So how do you use this approach to your advantage – How do you make it work in your favour?

The RAF do it intuitively when they train their fast-jet pilots – and the key is ensuring that people continually oscillate in the right area.

When you learn how to fly, you start off in a relatively small, lightly powered aircraft to learn the basics. You immediately move towards ‘burn-out’ because learning a new skill can be a challenging and stressful situation.

Remember when you learnt to drive, how fast everything seemed and how easy it was to stall?

This is same experience you go through as you learn to fly.

Gradually, you start to get used to it though. You develop as you learn and you start to build the skills required to fly the plane. You start to move back to the top of the curve. Once you can fly a small aircraft, you are tested and graded. If you’re good enough, you go on to fly fast-jets.

The RAF then take you through the process again. In order to move you back towards ‘burn out’, and help you develop, they throw more power into the equation.

Increasing the power of the aircraft reduces the time you have to react. Suddenly, what worked before when you had time, no longer works. You have to adapt to the change in the environment – and that is how you learn.

It is the same process that Formula One drivers go through. They start with Go-Karts before graduating to drive more powerful vehicles.

Once the pilot has mastered the Tucano, they learn to fly a hawk and then finally a fast-jet. Once they can fly a fast-jet and have spent time as a frontline pilot, they go on to teach and the cycle repeats.

This is how you develop into a world-class pilot. It’s not an accident. It is the result of a structured process that challenges the individual to improve.

This is a principle because it can be universally applied to any type of development, you just need to learn how. In the Workplace

In the Workplace

If you have been doing the same job for four years, you have probably reached a level where you are competent. What if you do the job for another four years? Do you become twice as competent? I would argue not. Unless the role changes significantly, you are likely to be doing very similar tasks.

Now, there is nothing wrong with that and for some people they will be very happy with that situation. The point I am trying to make is that after a period of time, the ‘learning curve tails’ off and repetition starts to creep in.

I have worked with people who have proudly claimed that they have ‘twenty years of experience’ in doing a job.

But the reality is that it takes two years to get competent so it is fairer to say that they have ‘ten lots of two years worth of experience’ which is not the same thing.

If organisations want their people to perform, they have to ‘make it necessary’ for them to learn and develop. Changing roles pushes people out of their comfort zone making it necessary for them to pick up new skills and adapt to changing circumstances.

Doing the same role for years, doesn’t help an individual’s development. It also prevents someone else from moving into that role and using it to develop their skills.

This is why it is better to create a culture of internal turnover. After someone has done a job for two to three years, the organisation and the individual should be looking to make a change. They should be proactively looking to do this before the individual becomes stagnant and moves into the rust-out zone.

The point that I’m making here is that the comfort zone will kill your creativity in the long-term because once you’ve mastered the job, the ‘need to learn’ is extinguished.

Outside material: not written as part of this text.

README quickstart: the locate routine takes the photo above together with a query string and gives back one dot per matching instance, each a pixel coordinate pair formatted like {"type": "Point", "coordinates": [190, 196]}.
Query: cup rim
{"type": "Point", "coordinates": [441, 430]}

If you aren’t learning, if you aren’t forced to adapt to new circumstances and change – you are dying. The rust-out zone will kill you just as quickly as ‘the burn-out zone’.

Humans need struggle to thrive. They need to be challenged and pushed to develop new skills.

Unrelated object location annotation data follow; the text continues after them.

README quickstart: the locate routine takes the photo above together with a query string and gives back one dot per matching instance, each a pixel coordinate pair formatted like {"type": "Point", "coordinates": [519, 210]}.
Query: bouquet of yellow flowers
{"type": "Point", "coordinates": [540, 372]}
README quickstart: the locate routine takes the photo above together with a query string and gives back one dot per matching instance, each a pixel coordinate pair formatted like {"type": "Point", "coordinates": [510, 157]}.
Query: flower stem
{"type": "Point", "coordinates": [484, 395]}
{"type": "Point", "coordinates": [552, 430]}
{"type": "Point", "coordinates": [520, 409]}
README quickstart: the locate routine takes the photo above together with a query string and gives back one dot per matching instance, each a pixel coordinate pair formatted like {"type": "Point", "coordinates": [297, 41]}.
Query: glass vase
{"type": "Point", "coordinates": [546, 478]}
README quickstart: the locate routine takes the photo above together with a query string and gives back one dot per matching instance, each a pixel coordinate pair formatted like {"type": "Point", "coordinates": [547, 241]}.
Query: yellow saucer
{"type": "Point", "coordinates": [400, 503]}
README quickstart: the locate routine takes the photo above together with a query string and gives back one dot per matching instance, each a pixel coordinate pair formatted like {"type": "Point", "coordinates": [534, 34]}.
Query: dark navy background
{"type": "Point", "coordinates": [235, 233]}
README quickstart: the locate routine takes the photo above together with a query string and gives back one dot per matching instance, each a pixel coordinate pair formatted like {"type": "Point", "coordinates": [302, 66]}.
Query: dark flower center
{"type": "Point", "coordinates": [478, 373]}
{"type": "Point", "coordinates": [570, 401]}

But you don’t have to change jobs to develop new skills. Physical pursuits and hobbies can help you to develop.

If you want to learn about behavioural change – try changing your body. Try adding muscle or losing weight. The skills required to do this involve changing the way you behave. Learning how to do this, how to build and break habits is one of the most valuable things you can learn. Once you’ve cracked it, you can apply it to other areas of behaviour you want to change.

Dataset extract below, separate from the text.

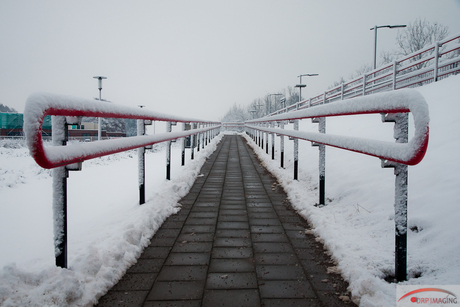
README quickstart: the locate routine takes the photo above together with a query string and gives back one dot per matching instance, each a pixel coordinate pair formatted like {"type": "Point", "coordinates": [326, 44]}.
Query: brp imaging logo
{"type": "Point", "coordinates": [427, 295]}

This is how you build character. 

For example, you can’t build willpower sat in front of the TV. You have to stress the system to create the conditions required for a change to happen.

See how far you can run without stopping. Then rest for a few days and do it again. Keep doing it until you can run 10km. Then plan to do a marathon and use the same principle to work up to it.

Increasing your running mileage is a simple way of implementing this principle. You are stressing the body so that it has to change and adapt. You are making it necessary to become fitter.

This principle can be applied to any form of development.

Create the conditions to make change necessary. Stress the system and allow it to recover.

It is how the best pilots in the world are trained. 

It is a principle you can use to become the best at whatever you want to be.